The Foxconn chairman is also encouraging Apple to shift its operations as he's stepping down from his position at the company to prepare to run for president of Taiwan.
Gou's comments come as tensions have continued to escalate between the US and China, with the Trump administration threatening to impose tariffs on an additional $300 billion worth of Chinese goods. President Trump also recently blacklisted Chinese tech giant Huawei, the second largest smartphone maker in terms of global shipments, over concerns about the company's products potentially providing a survelliance backdoor to the Chinese government.
Apple is looking into moving 15% to 30% of its production from China to Southeast Asia, according to a report earlier this week from Nikkei Asian Review. The report suggests this is a move Apple intends to make regardless of how the trade conflict between the US and China plays out. "A lower birth rate, higher labor costs and the risk of overly centralizing its production in one country. These adverse factors are not going anywhere," an unnamed executive told Nikkei Asian Review.

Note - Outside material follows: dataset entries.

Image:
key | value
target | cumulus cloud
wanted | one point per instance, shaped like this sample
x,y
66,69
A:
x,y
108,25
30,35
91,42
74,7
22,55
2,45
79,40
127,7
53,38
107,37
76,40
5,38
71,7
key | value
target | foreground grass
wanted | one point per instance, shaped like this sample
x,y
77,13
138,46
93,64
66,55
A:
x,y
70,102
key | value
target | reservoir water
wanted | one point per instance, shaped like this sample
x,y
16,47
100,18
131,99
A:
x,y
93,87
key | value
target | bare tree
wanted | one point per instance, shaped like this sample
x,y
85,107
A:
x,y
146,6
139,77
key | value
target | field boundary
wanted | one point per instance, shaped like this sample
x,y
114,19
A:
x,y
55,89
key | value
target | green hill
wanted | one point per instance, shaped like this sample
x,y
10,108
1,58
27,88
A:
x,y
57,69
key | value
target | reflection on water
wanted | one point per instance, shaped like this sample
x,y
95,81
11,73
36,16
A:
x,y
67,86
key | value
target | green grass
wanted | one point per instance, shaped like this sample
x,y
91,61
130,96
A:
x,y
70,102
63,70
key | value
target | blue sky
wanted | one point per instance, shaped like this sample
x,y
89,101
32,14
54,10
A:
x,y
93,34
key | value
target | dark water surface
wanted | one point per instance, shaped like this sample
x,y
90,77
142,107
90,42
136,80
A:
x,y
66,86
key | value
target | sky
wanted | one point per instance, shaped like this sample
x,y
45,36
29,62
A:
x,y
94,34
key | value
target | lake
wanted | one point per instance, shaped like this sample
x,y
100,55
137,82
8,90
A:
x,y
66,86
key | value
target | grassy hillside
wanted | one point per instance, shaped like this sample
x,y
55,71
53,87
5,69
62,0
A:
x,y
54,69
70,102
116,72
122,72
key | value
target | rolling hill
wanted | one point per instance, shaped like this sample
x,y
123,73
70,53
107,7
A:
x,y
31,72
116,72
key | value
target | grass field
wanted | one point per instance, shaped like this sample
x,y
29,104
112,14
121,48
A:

The head of Foxconn's semiconductor business group recently said the company is capable of helping Apple move its production lines out of China if necessary, as The Wall Street Journal and Bloomberg reported. He added that the firm has enough resources outside of China to supply Apple with products for the US.
Foxconn has already been looking into moving production elsewhere, according to previous reports. Gou said in April, for example, that the iPhone would go into mass production in India, as Bloomberg reported. And Reuters reported in December that Foxconn was considering building a factory in Vietnam, citing local media.
But shifting production away from China will likely be a complicated and costly task for Apple, Dan Ives, managing director of equity research for Wedbush Securities, previously said to Business Insider.
"Apple has really bet the company's production on China and on Foxconn," he said. "It would be like General Motors or Ford saying we're going to move away from Detroit."